GPU 1070 burn test see Faulty result

We are seeing GPU 1070 faulty when to GPU-BURN test. No PCIe error.
We confirmed both GPU and FDR temperature is 55C to 60C range.

What aspect should we look into. This is intermittent failure

What’s “FDR”? What is “GPU-BURN”? Presumably a piece of software you are using for burn-in purposes. Where did you get it? Is this a commercial product, open-source software, or something you wrote yourself?

What is the specific error reported by this software in the failing case? Can you cut and paste an example of such an error message verbatim?

The temperature for the GPU looks good, especially if this is under full load. The next thing you would want to check is power supply. Proper number of PCIe power cables connected, without use of any converters or Y-splitters? Power connector tabs engaged at the GPU socket (click sound)? PSU of sufficient power rating used? Rule of thumb: For rock-solid operation you want sum of nominal power of all system components <= 60% of PSU’s nominal power.
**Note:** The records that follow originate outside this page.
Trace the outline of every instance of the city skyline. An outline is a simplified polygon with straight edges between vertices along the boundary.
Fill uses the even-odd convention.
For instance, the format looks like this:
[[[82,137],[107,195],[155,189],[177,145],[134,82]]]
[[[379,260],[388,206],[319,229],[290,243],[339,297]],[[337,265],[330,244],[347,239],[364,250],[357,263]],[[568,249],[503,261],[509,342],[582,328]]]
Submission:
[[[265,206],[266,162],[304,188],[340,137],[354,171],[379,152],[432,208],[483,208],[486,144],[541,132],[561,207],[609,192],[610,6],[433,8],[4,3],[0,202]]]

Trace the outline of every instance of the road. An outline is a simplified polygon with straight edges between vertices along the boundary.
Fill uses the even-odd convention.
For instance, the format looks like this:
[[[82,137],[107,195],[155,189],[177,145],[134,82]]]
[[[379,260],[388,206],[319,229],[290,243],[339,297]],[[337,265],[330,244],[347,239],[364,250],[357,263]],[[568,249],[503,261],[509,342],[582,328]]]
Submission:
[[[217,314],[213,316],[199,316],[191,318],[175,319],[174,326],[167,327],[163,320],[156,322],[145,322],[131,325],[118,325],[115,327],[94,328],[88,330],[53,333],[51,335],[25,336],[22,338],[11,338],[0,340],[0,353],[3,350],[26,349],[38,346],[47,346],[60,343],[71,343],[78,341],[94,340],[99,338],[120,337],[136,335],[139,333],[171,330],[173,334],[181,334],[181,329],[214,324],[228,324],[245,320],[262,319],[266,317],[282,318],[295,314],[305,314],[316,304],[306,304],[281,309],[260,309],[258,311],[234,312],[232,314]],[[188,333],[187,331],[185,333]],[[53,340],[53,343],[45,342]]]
Are the contacts of the GPU’s PCIe connector clean (both motherboard and GPU side)? Is the GPU fully inserted into PCIe slot (typically a tab engages)? GPU secured at bracket to case/enclosure? Was the GPU installed taking proper precautions (grounded wrist strap) against electrostatic discharge?

Is the GPU being operated at extreme altitude, in a humid environment, subjected to vibrations (e.g. factory floor or vehicle of any kind), or electromagnetic interference from equipment in the vicinity (e.g. large electrical motors, x-ray machines).

How often do these intermittent failures occur? If these are memory failures, on DRAM without ECC you might encounter a spurious 1-bit failure due to a cosmic ray with a chance of maybe 0.5% per full day of operation at sea level (this is based on observational data, not on hard statistics). Error rates will be higher at higher elevations.